Sinds 1986 zet de 'Stichting Museum en Documentatiecentrum Geestelijke Gezondheidszorg' zich in voor het behoud, de ontsluiting en de presentatie van het historisch bezit van de geestelijke gezondheidszorg in Nederland. Acht jaar later staan er in een kamertje in het gebouw van het Nederlands centrum Geestelijke volksgezondheid (NcGv) drie archiefkasten vol oude foto's en is een kleine ruimte in de kelder tot de nok gevuld met vakliteratuur en tijdschriften. Ruim een eeuw geschiedenis is samengeperst op dertig vierkante meter. Want voor een eigen pand is geen geld.

Het draagbaar museum

De historicus drs. Joost Vijselaar (37), secretaris van de stichting, beheert het archief. Hij trekt een la open en diept drie foto' s op uit het begin van deze eeuw. Twee verpleegsters zijn op de psychiatrische afdeling van het Wilhelmina Gasthuis in Amsterdam bezig met een patiënte. Met vermoeide gezichten kijken ze naar de fotograaf. Vijselaar praat zachtjes, alsof hij ze niet wil storen bij hun werk: "Er is een ware goudmijn aan dit soort materiaal bewaard gebleven. In privé-collecties, maar ook in bibliotheken van klinieken. Dat mag gewoon niet verloren gaan. Het oorspronkelijke plan was om een museum in te richten in het oudste gedeelte van het Willem Arntszhuis in Utrecht. Maar dat bleek volgens stichtingsvoorzitter prof.dr. H. Smits een onhaalbare kaart. Het geld was niet de enige hindernis. De stichting ontdekte dat lang niet alle klinieken hun historisch archief beschikbaar wilden stellen.
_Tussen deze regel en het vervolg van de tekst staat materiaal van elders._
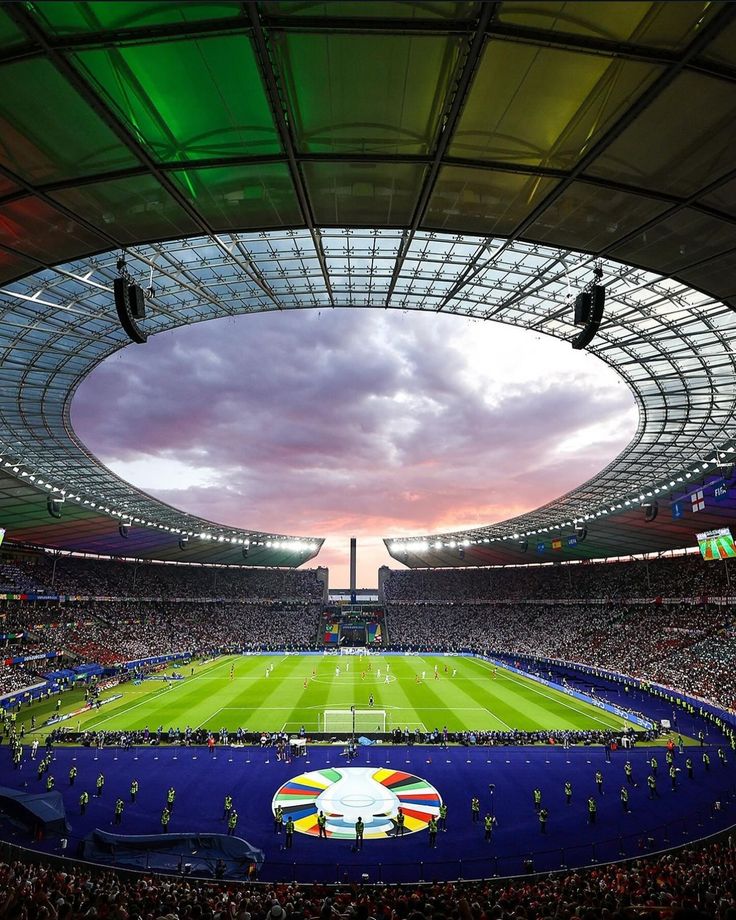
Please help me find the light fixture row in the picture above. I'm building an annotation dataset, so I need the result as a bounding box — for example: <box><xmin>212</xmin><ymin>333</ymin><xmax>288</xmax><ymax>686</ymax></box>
<box><xmin>1</xmin><ymin>456</ymin><xmax>318</xmax><ymax>553</ymax></box>
<box><xmin>388</xmin><ymin>448</ymin><xmax>735</xmax><ymax>554</ymax></box>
Toch was de geringe animo volgens Joost Vijselaar geen reden om de doelstelling van de stichting aan te passen. Want het veranderde niets aan het belang van het werk. "Juist het historisch materiaal brengt de geschiedenis tot leven. Een centraal informatiepunt kan die bron ontsluiten." Het behoud van het historisch erfgoed van de psychiatrie is wat hem betreft overigens niet alleen zinvol voor historici. Gepassioneerd: "De manier waarop met geestesziekten wordt omgegaan zegt veel over de normen en waarden van een samenleving. Ik vind het fascinerend om te zien hoe het denken over de mens is veranderd. Het is een cliché, maar er valt heel wat te leren van de fouten die in het verleden gemaakt zijn."

Vijselaar raakte al vroeg geboeid door de psychiatrie. Wat hem betreft is dat overigens nog zwak uitgedrukt: "Noem het maar gerust een fascinatie voor normafwijkend gedrag. Waar ligt de grens, en wie bepaalt dat?" Die vraag heeft zijn loopbaan van het begin af aan richting gegeven. Hij begon als secretaris van de Commissie Geschiedenis Psychiatrie en belandde in 1980 als historicus bij het NcGv, dat de geschiedenis van de geestelijke gezondheidszorg in kaart wilde brengen. Daarnaast is hij op dit moment als toegevoegd docent aan de Universiteit van Utrecht bezig met een doctoraalwerkgroep over het Willem Arntszhuis in de 19e eeuw.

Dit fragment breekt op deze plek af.